- Russian poster
- Russian: Алёшкина любовь
- Directed by: Georgi Shchukin; Semyon Tumanov;
- Written by: Budimir Metalnikov
- Produced by: Naum Polyak
- Starring: Leonid Bykov; Aleksandra Zavyalova;
- Cinematography: Konstantin Petrichenko
- Edited by: Esfir Tobak
- Music by: Vladimir Rubin
- Production company: Mosfilm
- Release date: 1960;
- Running time: 88 minutes
- Country: Soviet Union
- Language: Russian

= Alyosha's Love =

1960 film

Alyosha's Love (Алёшкина любовь) is a 1960 Soviet romantic comedy-drama film directed by Georgi Shchukin and Semyon Tumanov.

== Plot ==
A modest guy, a drilling geologist, loves the beautiful and provocative switchman Zina.
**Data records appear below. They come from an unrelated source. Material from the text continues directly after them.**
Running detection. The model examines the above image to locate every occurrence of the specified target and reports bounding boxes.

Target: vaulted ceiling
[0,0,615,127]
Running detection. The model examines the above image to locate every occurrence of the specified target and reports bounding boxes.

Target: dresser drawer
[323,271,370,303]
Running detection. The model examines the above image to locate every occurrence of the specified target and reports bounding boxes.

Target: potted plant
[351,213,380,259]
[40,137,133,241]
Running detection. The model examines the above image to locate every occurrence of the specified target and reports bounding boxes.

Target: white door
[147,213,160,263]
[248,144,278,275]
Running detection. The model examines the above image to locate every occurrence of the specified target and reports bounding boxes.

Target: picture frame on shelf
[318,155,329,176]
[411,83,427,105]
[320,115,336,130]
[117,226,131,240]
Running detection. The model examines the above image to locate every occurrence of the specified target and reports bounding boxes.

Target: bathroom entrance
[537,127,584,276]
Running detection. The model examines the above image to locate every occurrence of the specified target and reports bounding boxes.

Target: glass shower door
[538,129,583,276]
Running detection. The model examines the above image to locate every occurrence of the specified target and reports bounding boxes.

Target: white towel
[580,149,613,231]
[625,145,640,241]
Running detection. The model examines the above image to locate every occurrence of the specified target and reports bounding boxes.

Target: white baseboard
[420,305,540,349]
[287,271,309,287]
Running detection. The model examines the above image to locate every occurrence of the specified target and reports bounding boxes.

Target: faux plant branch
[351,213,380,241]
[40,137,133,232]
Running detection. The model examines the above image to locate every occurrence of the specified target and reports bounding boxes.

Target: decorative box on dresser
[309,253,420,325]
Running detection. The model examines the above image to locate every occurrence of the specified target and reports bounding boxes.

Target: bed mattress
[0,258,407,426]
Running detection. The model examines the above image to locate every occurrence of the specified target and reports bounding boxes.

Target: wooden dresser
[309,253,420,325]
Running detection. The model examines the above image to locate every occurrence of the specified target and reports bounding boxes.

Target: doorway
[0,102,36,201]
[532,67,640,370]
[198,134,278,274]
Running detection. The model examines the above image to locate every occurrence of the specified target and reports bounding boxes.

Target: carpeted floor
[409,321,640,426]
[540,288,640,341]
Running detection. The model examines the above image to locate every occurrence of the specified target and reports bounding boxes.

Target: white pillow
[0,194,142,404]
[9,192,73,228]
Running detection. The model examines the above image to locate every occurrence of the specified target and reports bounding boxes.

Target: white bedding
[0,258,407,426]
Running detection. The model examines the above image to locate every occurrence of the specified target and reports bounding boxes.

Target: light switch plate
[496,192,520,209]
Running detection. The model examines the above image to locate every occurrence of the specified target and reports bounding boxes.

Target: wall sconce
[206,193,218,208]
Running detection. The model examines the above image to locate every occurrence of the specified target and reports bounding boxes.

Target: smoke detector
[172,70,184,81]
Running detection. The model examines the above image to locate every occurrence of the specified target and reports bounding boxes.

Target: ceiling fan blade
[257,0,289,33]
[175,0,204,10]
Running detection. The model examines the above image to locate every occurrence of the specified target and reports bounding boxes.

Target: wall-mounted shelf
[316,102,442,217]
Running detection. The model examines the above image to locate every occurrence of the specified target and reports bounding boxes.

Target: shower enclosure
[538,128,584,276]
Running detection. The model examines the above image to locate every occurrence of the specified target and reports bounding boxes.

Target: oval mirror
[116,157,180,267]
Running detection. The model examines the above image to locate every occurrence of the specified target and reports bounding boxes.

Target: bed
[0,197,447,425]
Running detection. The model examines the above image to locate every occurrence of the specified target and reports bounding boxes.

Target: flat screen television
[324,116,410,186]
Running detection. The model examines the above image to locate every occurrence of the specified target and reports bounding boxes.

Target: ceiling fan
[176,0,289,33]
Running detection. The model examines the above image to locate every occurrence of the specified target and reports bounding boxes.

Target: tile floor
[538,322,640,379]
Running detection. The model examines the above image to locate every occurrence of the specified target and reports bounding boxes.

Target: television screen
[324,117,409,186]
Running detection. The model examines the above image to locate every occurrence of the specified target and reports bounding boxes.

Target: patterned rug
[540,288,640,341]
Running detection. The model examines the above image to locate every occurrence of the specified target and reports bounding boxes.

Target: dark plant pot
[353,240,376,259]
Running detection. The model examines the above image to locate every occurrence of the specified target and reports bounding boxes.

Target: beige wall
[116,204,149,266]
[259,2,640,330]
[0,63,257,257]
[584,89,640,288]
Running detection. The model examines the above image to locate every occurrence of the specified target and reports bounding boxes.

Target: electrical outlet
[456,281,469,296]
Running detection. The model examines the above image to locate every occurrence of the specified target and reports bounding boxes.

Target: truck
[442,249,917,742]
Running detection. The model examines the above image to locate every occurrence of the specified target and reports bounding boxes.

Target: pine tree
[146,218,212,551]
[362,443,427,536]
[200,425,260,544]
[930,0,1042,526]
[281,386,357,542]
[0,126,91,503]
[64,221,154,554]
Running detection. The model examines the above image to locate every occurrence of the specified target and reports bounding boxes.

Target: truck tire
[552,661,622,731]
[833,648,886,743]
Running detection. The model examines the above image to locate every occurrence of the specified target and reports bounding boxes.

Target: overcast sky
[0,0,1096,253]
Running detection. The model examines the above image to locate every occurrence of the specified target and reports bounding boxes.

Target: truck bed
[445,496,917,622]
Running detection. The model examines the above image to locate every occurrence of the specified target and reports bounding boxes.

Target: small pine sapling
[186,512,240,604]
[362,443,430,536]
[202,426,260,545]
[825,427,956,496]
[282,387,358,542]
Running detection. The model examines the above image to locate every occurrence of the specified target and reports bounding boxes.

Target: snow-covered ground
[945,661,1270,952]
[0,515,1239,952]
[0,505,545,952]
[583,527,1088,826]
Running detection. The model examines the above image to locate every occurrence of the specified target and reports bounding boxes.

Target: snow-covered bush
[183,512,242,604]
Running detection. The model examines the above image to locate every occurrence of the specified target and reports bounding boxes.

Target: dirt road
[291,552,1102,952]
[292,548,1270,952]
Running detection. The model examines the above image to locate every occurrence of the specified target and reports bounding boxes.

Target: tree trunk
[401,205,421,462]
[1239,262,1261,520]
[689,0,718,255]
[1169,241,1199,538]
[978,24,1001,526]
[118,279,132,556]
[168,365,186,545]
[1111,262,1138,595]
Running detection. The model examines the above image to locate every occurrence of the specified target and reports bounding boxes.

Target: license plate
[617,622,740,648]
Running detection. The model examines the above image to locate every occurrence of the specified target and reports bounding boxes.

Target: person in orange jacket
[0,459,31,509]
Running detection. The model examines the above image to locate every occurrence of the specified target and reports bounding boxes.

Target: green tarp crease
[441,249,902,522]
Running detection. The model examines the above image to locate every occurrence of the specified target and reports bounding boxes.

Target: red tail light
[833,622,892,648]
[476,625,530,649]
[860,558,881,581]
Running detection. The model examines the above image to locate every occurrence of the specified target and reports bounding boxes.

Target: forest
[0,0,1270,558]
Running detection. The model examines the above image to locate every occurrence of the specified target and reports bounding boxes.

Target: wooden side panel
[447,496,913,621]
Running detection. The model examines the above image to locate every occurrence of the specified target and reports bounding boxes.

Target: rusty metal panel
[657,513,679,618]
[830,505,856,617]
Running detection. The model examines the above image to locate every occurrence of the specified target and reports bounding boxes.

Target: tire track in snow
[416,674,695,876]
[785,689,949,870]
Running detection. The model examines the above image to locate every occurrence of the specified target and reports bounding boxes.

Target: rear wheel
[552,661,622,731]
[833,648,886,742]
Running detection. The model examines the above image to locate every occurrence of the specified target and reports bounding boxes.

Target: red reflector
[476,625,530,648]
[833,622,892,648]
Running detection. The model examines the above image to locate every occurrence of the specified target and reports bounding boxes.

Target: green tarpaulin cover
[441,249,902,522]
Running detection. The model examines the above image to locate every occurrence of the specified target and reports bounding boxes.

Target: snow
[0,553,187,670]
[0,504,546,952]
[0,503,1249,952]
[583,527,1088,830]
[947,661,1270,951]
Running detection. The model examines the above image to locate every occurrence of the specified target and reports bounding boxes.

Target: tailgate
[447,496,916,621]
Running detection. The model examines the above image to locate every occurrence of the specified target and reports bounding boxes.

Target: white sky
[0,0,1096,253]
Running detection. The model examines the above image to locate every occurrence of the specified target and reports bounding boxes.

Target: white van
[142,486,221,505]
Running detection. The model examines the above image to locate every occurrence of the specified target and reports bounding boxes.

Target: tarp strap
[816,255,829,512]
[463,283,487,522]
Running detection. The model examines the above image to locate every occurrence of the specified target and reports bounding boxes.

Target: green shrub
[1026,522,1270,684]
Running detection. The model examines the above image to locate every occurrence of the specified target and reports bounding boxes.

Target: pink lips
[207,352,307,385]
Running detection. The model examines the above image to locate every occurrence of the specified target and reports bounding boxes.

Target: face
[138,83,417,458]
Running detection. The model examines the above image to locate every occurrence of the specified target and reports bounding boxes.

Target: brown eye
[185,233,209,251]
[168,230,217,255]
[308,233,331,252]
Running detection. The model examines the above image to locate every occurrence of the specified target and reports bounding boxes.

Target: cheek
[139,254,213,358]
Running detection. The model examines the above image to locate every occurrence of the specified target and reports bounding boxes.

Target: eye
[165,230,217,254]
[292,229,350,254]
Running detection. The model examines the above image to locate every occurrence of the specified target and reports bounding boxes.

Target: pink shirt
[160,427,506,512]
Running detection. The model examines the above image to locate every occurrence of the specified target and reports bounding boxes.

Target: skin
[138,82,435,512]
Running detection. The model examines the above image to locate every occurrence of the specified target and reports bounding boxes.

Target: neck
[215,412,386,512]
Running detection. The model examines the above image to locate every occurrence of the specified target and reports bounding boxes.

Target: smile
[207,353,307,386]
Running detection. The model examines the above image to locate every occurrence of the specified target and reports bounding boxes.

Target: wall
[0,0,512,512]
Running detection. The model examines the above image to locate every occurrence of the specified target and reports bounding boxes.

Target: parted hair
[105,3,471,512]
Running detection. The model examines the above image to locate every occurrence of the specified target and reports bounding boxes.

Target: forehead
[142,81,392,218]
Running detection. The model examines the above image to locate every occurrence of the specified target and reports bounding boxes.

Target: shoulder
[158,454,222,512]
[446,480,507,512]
The faithful and boundless love of Alyosha gradually awakens her reciprocal feeling, which makes others look with different eyes at the inconspicuous guy.

== Cast ==
- Leonid Bykov as Alyosha
- Aleksandra Zavyalova as Zina
- Alexey Gribov as Zina's grandfather
- Yuri Belov as Arkady
- Ivan Savkin as Nikolai
- Vladimir Gulyaev	as Sergey
- Ivan Ryzhov as Volkov
- Igor Okhlupin as Zina's boyfriend
- Pyotr Sobolevsky as Belogorov

==Production==
Leonid Kuravlyov, Anatoly Kuznetsov and Leonid Kharitonov auditioned for the role of Alyoshka. Iya Arepina, Lyudmila Gurchenko and Izolda Izvitskaya auditioned for the role of Zina.